Statutory Wills are not to be confused with court authorised Wills for minors (Wills for children).
There is a difference between the two, under the Succession Act 1981 (Qld) “the Act”. According to the Act, the making of a Will for a minor who has testamentary capacity is different from the making of a Statutory Will for a person (whether that person be an adult or a minor) who lacks testamentary capacity.
As a general rule, minors are legally prohibited from making Wills.
There are circumstance though where the Court may decide otherwise. In that case, the Court will authorise the making of a Will by a minor where there is compelling reason for them to do so.
This is generally where the minor possesses or will possess a significant asset pool prior to their 18th birthday, and wishes to divide their estate in a manner which is not consistent with the rules of intestacy.
Wills for minors – how does it work?
A minor or a person other than the minor may make an application for court authorisation for a Will.
Section 19 of the Act gives the court the power to make an order permitting a minor to make, alter or revoke a Will. Before this happens, the court may only make such an order if it is satisfied that:
- The minor understands the nature and effect of the proposed Will, alteration or revocation and the extent of the property dealt with under that Will, alteration or revocation;
- The proposed Will, alteration or revocation accurately reflects the intentions of the minor; and
- It is reasonable in all the circumstances that such an order be made.
This is similar to statutory Wills in that the application must provide the proposed Will to the court, and the court must approve the proposed Will.
In the South Australian case of Re J (LC)  SASC 20, the minor was awarded damages from a personal injury suit. The minor possessed a sum of approximately $630,000.00 at the time of the making of the application.
The minor lived with her maternal grandparents. Her mother had passed away when she was 2 years old and her relationship with her father was tainted.
The minor wished to leave a sum of $20,000.00 to her father upon her death, and the rest and residue of her estate (after the payment of funeral and testamentary expenses) to her maternal grandparents.
Under the laws of intestacy, her father would have had a majority interest in her estate if she had passed away without a Will prior to obtaining the age of 18 years.

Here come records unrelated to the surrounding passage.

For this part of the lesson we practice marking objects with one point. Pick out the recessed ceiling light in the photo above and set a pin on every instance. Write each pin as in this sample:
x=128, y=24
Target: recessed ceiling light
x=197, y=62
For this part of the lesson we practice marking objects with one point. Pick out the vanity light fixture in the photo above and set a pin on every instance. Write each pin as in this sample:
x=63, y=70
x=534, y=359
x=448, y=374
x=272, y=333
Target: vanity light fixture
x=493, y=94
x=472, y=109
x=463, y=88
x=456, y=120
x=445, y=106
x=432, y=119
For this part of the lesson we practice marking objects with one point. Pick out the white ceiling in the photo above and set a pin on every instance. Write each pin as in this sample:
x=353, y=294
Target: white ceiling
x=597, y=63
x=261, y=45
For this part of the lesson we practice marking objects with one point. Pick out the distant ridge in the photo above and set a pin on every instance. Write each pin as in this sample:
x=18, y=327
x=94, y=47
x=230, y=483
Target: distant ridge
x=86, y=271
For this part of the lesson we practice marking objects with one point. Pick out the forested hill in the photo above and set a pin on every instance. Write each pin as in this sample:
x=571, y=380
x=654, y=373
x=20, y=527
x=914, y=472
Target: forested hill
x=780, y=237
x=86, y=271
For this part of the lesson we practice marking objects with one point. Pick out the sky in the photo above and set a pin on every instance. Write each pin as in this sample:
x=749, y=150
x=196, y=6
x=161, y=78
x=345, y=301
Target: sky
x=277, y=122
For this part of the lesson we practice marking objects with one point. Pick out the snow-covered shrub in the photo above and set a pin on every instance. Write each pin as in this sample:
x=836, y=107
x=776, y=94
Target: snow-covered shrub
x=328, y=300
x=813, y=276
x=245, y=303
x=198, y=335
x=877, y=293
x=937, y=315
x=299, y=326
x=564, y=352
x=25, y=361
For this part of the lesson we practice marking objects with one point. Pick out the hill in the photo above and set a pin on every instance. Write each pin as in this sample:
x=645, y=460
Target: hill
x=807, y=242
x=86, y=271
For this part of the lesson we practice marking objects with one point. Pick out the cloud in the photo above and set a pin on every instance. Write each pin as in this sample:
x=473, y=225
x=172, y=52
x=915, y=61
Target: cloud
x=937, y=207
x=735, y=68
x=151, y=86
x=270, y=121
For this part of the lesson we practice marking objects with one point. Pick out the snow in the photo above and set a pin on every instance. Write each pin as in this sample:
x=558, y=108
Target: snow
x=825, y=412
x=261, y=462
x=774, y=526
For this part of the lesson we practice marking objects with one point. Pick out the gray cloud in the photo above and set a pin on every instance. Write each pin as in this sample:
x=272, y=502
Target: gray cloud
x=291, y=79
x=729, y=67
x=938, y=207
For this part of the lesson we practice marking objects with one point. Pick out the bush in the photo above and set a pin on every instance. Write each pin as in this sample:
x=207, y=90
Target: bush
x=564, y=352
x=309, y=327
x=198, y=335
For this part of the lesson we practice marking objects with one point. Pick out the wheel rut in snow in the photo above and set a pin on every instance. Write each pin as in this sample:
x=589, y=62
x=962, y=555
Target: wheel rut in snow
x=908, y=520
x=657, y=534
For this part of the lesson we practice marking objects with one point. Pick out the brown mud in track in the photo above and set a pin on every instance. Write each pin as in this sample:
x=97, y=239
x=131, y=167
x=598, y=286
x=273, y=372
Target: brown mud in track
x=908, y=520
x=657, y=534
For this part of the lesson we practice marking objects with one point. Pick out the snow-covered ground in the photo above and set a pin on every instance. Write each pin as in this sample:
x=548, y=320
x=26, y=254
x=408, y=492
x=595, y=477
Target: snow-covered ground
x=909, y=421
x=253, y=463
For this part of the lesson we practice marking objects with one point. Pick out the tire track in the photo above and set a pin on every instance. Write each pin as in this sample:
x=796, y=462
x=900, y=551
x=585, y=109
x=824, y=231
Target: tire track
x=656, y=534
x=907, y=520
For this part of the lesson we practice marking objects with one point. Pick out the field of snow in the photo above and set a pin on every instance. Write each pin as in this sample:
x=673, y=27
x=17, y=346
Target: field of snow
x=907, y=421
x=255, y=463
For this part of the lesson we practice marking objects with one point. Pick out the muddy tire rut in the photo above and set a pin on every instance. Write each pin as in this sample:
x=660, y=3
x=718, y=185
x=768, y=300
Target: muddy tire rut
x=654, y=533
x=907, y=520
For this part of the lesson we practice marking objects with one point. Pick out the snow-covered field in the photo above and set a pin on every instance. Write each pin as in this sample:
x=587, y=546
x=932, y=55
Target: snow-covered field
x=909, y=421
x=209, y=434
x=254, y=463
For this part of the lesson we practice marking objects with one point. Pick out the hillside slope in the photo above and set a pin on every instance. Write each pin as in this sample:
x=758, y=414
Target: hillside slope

After considering her situation and reasons, the Court was satisfied of the minor’s understanding of the effect of the application and the terms of the proposed Will. The court authorised the making of the Will by the minor.
We look at another Queensland case of Re K  QSC 94, where Atkinson J authorised the making of a Will by a minor who had suffered very serious personal injuries, which were the subject of a law suit at the time of the making of the application. It was expected that the claim would settle prior to the minor obtaining the age of 18 years for a significant award of damages (given the extent of his injuries). The minor lived with his mother, who had been his sole carer since he was released from hospital, and he had “virtually nothing to do with his father”. The minor therefore wished to leave his estate entirely to his mother should he predecease her. Were he to die intestate prior to obtaining the age of 18 years, the disposition of his estate would not have matched his testamentary wishes. Upon consideration of the evidence, the court was satisfied of the matters required by section 19 of the Act and authorised the making of a will by a minor.